Fixed operations were less busy and less profitable in September, a sudden departure from form in what has otherwise been a triumphant year for the service department.
According to Cox Automotive’s Xtime Metrics, service activity declined sharply from August, with both order volume and revenue changing course from their mid-year gains. The number of work requests declined 10.5% month-over-month by the end of September and 4.3% year-over-year. Service departments were thus operating at their slowest pace since this April. Meanwhile, earnings dropped 2% from August, reaching the lowest level since July. However, in its report, Cox Automotive emphasized that fixed operations revenue still remains substantially higher than before the pandemic and actually rose 2.8% from September 2022.
Although these shifts happened to coincide with the start of the United Auto Workers strike, Cox Automotive’s director of product consulting, Skyler Chadwick, believes the two are unrelated. “With the UAW strike against parts and distribution warehouses for General Motor and Stellantis, our initial thought with last month’s decline was a decline driven by part shortages,” he noted. “But the decline in ticket volume was consistent across all brands, which leads us to believe there is no measurable relationship between the declines in September and the UAW strikes.”

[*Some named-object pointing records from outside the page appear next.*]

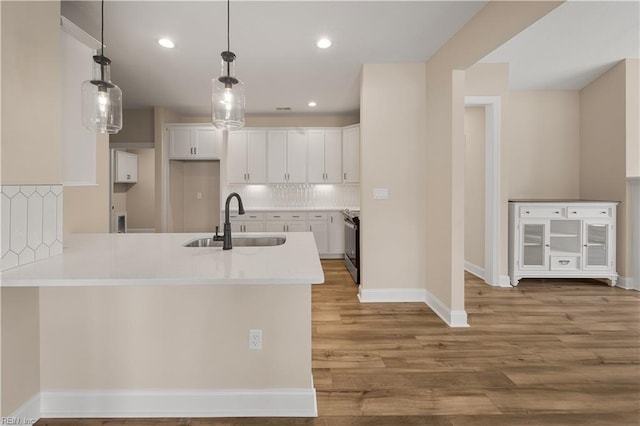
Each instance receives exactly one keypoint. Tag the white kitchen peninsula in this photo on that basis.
(136, 325)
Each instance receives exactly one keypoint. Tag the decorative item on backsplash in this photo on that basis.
(31, 223)
(297, 195)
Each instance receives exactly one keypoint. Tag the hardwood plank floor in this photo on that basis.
(548, 352)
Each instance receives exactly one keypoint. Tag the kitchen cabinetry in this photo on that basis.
(562, 239)
(351, 154)
(246, 156)
(126, 167)
(193, 142)
(287, 156)
(325, 156)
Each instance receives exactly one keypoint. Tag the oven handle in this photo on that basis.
(350, 225)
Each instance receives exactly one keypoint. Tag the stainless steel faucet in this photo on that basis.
(227, 223)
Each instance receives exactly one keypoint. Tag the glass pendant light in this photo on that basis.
(101, 99)
(227, 99)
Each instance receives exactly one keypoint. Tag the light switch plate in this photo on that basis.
(380, 193)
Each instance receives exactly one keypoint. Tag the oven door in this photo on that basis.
(351, 249)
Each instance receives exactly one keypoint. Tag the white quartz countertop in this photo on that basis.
(161, 259)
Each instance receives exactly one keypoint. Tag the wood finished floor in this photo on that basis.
(549, 352)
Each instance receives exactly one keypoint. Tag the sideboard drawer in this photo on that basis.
(589, 212)
(543, 212)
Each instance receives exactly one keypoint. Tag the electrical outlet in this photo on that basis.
(255, 339)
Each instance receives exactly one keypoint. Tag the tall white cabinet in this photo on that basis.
(562, 239)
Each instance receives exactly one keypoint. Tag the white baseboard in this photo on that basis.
(452, 318)
(28, 413)
(379, 295)
(628, 283)
(179, 403)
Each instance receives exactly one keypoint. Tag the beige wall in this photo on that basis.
(545, 144)
(632, 108)
(392, 152)
(603, 148)
(173, 337)
(474, 186)
(86, 208)
(137, 126)
(289, 120)
(32, 112)
(21, 347)
(141, 196)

While the labor movement’s effects on the automotive industry have yet to make themselves apparent, other factors are definitely taking a toll on the fixed operations business. Interest rates and inflation continue to challenge consumers, forcing many to tighten budgets and potentially delay costly car repairs. With the Federal Reserve adopting a pessimistic stance in recent weeks, drivers are even less likely to spend money.
But even if economic headwinds are indeed to blame, it would be ill-advised to expect these trends to continue in the far future. According to an iSeeCars.com report, consumers are purchasing older vehicles due to rapid appreciation in the used car market. In the coming months and years, this is likely to create an influx of maintenance and repair requests, boosting service department volume. Dealers should thus view September’s slowdown as less of a portent for things to come and more as the calm before a storm of pricey work orders.